Beginning with the 25th episode, Tim O'Connor began appearing as "Elliott Carson," the real father of Allison. Carson had spent 18 years in jail for a false accusation and later became the editor of the local newspaper. Eventually, he marries Constance MacKenzie and they have a son.

"Peyton Place" was on the air for five seasons, with O'Connor appearing in 440 of the 514 episodes. In 1968, near the end of the fourth season, several crises draw Elliott and Constance in deep enough to compromise them.
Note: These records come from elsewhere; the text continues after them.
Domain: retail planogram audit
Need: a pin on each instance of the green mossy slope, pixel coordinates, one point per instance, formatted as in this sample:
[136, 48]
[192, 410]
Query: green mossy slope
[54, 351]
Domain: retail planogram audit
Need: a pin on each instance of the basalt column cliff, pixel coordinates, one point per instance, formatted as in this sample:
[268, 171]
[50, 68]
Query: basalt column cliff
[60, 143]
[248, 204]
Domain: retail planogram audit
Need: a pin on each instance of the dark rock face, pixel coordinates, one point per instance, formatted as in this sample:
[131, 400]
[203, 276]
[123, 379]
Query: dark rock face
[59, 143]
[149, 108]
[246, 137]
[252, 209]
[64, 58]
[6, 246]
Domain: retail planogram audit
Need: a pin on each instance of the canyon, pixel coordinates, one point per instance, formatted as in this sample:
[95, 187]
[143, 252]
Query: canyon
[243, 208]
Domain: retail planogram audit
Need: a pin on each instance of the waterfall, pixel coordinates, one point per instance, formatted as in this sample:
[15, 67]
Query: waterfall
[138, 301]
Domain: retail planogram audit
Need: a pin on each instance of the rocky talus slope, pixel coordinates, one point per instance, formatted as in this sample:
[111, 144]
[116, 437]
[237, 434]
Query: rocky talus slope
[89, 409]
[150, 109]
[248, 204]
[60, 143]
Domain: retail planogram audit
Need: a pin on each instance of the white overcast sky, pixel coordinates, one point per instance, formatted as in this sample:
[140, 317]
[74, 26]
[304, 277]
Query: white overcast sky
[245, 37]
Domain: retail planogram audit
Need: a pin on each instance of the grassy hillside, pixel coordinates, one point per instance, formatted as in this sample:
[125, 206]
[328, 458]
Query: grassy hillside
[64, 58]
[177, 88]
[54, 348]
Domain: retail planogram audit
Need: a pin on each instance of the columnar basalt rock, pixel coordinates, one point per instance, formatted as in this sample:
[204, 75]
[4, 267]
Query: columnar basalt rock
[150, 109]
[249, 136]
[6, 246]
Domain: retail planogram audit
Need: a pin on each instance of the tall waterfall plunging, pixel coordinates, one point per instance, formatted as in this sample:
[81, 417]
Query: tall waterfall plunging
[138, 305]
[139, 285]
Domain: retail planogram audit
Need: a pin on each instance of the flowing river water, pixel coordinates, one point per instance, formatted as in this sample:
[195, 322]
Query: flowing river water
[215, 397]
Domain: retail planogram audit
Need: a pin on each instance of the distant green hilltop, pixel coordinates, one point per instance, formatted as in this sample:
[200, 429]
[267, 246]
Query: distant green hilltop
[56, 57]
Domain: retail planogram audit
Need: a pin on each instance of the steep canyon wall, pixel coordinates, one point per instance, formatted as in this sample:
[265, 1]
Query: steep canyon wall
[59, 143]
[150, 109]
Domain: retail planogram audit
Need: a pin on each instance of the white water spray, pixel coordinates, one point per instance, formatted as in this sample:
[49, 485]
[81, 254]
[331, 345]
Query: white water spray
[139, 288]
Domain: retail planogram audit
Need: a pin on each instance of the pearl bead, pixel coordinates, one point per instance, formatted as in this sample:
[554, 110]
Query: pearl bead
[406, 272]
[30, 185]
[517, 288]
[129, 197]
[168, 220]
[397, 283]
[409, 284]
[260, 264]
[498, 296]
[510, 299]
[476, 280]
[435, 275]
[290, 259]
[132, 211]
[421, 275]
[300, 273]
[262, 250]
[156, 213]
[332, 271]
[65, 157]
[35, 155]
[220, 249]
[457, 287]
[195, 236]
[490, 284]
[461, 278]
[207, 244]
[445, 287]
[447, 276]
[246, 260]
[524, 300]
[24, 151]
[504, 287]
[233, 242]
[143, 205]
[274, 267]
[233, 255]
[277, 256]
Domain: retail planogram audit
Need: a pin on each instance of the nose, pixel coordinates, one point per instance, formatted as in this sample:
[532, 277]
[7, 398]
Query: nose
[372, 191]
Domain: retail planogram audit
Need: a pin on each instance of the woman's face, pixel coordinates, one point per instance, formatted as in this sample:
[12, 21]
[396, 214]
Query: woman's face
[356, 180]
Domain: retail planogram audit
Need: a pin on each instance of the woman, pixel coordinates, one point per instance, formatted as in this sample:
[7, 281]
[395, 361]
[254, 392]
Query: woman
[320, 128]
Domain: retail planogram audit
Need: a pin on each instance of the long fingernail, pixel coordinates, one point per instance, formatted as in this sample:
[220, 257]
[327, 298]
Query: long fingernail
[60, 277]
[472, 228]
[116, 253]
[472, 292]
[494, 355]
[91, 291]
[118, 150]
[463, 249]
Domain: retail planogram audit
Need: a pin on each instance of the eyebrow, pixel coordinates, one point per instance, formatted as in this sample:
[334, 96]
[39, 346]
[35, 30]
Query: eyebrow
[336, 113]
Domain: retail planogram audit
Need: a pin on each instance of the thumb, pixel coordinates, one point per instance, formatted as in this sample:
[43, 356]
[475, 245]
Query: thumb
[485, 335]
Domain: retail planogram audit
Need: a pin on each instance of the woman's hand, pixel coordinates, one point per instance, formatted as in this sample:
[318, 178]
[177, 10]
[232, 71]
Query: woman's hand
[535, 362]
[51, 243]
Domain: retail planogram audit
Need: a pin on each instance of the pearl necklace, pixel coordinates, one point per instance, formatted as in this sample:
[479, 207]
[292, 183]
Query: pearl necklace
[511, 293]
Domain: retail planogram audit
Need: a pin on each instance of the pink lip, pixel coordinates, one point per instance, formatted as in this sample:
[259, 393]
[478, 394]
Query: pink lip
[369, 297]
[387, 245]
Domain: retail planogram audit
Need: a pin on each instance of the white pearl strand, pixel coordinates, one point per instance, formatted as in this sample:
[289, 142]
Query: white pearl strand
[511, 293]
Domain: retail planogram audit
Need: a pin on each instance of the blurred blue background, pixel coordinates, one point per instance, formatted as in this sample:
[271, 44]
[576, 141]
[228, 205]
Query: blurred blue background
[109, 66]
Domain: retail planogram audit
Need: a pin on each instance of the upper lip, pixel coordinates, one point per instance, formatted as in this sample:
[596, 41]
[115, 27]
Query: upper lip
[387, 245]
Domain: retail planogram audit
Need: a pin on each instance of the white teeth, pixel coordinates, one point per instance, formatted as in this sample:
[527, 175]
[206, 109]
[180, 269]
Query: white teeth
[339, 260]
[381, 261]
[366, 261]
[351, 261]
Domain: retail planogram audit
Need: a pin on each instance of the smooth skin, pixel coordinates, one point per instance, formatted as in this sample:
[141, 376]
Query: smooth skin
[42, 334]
So Elliot persuades Constance that they and their son deserve a new better life away from Peyton Place.

In real life, Dorothy Malone was written out of the show after complaining that she was given little to do. With Malone leaving, Tim O'Connor's character was written out as well. Malone sued 20th Century Fox for $1.6 million for breach of contract; it was settled out of court. She and O'Connor would later return to their roles in the TV movies MURDER IN PEYTON PLACE (1977) and PEYTON PLACE: THE NEXT GENERATION (1985).

Dorothy Malone, Tim O'Connor, and Mia Farrow in "Peyton Place"




"Manhunter" of course was the pilot for the series that starred Howard but only lasted four months (one of Quinn Martin's few failures).